Twitter now requires users connecting via the online anonymity service Tor to provide their phone number in order to log on. The change, which renders Tor's anonymity useless, is meant to prevent serial trolls, but it could also affect the ability of ISIS and other terrorist organizations to use Twitter to broadcast propaganda.

Twitter unveiled new security measures last week that make it easier for users to report abuse and easier for the company to identify which users are frequently called out for trolling, or harassing others. Now, if a user is suspended, he must provide the company with his phone number to log back on. But users connecting with Tor – the software that cloaks a user's Internet connection, obscuring their IP address and physical location – need to provide their phone number immediately, even before they're accused of any wrongdoing.

The change, first reported by TechCrunch, means that human rights activists, government critics and security researchers could also lose their ability to use Twitter safely.

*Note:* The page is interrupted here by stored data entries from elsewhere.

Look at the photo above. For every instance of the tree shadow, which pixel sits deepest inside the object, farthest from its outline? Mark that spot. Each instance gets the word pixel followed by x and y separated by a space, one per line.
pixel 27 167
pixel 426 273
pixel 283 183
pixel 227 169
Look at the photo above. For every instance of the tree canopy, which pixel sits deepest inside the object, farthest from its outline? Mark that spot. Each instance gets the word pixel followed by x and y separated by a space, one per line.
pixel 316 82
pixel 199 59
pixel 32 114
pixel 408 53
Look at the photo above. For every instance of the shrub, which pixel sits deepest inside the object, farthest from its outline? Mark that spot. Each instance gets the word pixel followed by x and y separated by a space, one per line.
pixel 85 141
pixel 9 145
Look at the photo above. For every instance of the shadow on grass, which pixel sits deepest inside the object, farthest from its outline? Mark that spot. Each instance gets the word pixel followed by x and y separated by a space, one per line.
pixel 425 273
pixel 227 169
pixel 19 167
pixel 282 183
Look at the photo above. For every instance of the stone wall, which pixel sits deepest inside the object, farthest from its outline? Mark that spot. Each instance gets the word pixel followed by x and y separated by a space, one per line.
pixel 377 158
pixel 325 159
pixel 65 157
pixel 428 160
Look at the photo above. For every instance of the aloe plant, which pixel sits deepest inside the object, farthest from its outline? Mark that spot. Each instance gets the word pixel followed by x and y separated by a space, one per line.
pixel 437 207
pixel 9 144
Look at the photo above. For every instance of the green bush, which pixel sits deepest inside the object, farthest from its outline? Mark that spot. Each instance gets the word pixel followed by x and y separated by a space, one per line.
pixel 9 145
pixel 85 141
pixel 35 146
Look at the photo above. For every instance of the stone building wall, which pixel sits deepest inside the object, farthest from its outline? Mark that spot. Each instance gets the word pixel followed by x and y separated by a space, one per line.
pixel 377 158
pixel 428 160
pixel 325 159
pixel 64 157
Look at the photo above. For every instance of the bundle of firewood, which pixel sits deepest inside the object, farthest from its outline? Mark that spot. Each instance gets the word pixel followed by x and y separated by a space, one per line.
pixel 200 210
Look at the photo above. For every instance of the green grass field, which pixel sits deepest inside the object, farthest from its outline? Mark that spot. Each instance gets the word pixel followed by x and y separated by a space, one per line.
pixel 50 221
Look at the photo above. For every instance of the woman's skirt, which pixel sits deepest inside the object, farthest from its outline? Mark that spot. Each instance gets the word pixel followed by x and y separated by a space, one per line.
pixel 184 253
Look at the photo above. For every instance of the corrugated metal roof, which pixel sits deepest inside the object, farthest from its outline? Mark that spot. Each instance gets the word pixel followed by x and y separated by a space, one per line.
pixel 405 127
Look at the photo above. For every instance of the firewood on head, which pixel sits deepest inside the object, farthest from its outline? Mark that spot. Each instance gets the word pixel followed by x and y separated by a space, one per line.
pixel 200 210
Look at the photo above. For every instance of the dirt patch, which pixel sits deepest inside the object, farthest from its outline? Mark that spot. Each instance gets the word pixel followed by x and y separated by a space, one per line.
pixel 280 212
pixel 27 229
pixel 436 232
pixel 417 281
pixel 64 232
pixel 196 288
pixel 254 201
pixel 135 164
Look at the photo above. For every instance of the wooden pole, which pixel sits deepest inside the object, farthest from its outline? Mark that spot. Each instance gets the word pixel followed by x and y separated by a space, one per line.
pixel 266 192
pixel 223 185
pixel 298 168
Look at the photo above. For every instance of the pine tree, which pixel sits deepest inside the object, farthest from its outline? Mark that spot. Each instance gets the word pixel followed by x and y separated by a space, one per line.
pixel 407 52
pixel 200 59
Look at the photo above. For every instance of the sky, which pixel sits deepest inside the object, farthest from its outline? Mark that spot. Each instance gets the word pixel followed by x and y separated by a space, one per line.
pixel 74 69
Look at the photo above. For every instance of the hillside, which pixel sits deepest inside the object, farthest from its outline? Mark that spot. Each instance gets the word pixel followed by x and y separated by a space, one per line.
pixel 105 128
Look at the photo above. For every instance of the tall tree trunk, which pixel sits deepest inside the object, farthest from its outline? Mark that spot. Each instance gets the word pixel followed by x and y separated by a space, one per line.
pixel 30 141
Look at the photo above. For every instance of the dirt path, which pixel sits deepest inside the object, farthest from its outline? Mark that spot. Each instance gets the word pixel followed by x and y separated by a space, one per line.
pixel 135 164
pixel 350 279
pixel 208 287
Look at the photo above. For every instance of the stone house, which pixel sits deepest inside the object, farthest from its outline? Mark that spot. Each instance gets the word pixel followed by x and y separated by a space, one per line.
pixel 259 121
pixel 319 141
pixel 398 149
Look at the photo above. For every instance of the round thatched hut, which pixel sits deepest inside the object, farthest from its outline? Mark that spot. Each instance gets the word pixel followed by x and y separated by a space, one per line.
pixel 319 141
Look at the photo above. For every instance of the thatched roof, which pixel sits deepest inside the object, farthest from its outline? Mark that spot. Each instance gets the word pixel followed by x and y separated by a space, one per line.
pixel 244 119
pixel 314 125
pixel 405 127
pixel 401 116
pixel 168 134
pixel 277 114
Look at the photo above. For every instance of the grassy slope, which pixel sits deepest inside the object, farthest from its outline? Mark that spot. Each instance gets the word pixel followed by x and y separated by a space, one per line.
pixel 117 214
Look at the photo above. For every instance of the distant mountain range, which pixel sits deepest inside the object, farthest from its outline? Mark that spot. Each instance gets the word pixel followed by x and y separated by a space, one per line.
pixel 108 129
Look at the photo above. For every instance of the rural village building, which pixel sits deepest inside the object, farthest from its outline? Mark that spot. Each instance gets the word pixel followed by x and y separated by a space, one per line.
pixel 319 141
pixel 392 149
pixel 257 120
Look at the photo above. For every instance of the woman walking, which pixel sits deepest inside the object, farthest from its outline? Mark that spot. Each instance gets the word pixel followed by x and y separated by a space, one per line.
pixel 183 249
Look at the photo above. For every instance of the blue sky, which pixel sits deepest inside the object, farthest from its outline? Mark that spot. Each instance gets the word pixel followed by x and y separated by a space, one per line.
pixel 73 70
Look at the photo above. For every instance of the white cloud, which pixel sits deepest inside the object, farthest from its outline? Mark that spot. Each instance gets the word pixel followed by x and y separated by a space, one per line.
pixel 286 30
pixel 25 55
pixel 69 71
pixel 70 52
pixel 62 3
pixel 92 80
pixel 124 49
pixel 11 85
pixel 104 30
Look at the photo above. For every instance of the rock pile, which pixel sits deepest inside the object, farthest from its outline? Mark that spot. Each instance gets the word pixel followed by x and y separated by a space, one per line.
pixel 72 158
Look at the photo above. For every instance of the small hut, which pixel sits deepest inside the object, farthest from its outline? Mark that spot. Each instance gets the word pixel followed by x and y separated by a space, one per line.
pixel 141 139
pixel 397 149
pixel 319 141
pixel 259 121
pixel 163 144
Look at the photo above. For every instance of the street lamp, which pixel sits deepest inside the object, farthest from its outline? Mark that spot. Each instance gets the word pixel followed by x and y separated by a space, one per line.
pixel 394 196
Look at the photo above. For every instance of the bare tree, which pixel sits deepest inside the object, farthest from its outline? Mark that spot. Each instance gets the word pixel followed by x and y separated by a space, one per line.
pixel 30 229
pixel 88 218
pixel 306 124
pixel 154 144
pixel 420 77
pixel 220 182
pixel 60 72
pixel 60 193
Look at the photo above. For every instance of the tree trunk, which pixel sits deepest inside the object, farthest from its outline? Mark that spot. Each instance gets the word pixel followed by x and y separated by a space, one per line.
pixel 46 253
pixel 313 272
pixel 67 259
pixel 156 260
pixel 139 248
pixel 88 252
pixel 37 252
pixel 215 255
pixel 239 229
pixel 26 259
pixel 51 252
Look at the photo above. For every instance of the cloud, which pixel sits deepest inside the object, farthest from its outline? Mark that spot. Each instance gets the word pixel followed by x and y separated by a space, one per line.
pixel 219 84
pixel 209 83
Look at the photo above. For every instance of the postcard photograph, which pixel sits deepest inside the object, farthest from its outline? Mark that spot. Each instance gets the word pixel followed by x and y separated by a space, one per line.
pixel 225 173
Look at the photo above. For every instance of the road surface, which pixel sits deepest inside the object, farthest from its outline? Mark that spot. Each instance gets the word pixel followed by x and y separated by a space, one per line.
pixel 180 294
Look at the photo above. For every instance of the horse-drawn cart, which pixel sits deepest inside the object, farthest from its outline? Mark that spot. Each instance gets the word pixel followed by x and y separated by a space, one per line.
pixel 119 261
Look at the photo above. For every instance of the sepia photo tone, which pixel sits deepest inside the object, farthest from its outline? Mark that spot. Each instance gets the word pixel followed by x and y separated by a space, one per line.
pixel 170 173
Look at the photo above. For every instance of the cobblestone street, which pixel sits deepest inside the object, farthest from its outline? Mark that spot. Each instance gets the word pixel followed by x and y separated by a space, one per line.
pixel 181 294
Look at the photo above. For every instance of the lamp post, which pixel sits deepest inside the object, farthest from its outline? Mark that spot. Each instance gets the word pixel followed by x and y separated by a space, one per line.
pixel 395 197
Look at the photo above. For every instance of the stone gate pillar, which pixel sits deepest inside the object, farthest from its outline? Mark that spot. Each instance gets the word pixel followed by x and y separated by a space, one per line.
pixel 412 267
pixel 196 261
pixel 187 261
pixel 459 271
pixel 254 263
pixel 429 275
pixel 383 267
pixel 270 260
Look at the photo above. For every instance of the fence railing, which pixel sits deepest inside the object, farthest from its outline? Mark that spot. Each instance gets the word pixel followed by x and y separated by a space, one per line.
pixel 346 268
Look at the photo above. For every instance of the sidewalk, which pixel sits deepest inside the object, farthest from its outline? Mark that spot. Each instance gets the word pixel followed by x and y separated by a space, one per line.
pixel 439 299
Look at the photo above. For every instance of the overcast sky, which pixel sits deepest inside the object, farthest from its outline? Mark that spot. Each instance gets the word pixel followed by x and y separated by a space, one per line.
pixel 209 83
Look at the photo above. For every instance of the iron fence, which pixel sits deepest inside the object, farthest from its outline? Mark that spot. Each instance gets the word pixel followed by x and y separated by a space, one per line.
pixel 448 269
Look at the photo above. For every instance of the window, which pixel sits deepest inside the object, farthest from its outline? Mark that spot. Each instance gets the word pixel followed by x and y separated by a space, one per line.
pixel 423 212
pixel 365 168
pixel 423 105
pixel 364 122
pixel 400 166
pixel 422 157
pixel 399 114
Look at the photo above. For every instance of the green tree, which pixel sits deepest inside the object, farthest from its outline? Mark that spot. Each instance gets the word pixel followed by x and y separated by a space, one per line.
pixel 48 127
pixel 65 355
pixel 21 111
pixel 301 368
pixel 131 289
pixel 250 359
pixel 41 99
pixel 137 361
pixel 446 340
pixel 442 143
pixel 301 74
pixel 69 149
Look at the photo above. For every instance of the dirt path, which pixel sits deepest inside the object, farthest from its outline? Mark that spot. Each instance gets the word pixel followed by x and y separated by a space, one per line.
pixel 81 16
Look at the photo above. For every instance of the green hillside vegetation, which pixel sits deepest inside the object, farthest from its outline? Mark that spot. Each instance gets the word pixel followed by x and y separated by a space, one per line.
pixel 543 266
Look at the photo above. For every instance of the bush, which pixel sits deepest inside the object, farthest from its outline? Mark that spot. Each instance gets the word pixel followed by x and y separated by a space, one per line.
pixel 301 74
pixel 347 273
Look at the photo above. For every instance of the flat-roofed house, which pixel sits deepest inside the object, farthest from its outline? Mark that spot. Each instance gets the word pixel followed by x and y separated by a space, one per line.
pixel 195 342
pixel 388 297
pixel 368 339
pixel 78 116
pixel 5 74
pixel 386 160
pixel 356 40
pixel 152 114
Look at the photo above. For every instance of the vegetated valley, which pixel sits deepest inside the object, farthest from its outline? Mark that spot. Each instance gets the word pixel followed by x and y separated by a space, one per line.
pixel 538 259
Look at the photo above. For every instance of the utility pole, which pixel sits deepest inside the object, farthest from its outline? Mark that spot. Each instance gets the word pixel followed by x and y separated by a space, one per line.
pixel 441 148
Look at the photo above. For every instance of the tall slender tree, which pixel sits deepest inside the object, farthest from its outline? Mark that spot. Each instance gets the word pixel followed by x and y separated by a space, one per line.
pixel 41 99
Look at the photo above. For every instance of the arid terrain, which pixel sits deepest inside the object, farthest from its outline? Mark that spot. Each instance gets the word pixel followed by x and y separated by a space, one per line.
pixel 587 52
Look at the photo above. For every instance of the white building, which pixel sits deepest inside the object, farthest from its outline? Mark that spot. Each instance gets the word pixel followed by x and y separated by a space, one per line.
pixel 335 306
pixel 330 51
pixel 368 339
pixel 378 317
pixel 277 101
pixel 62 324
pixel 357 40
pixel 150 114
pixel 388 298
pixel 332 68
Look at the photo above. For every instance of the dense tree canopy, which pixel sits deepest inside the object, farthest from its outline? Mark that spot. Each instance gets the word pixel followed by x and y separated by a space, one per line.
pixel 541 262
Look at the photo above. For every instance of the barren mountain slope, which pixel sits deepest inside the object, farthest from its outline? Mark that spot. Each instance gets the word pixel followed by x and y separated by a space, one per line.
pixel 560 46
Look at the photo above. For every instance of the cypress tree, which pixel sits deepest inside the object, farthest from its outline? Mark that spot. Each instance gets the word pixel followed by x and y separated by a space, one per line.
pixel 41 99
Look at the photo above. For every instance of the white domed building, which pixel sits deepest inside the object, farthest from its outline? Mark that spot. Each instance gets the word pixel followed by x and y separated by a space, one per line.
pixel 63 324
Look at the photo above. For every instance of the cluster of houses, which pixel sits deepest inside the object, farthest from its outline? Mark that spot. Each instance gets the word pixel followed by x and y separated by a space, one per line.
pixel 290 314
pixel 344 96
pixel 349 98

Use of Tor also skyrockets among law-abiding citizens when restrictive governments are put into place, but the new requirement could be the death knell for ISIS' recruiting and propaganda strategy.

Twitter has been engaged in a constant game of whack-a-mole against the terrorist group, which started giving its followers instructions on how to use Tor last year, according to terrorist monitoring groups observing ISIS' social media strategy. One Twitter user, according to the Cyber and Jihad Lab, called for a “fierce campaign” against users providing information about what's “truly” happening in Iraq and Syria, specifically citing the “repetitive closure” of Twitter accounts.

More than 3,000 Westerners have joined ISIS since the beginning of the group's terror campaign, according to Director of National Intelligence James Clapper.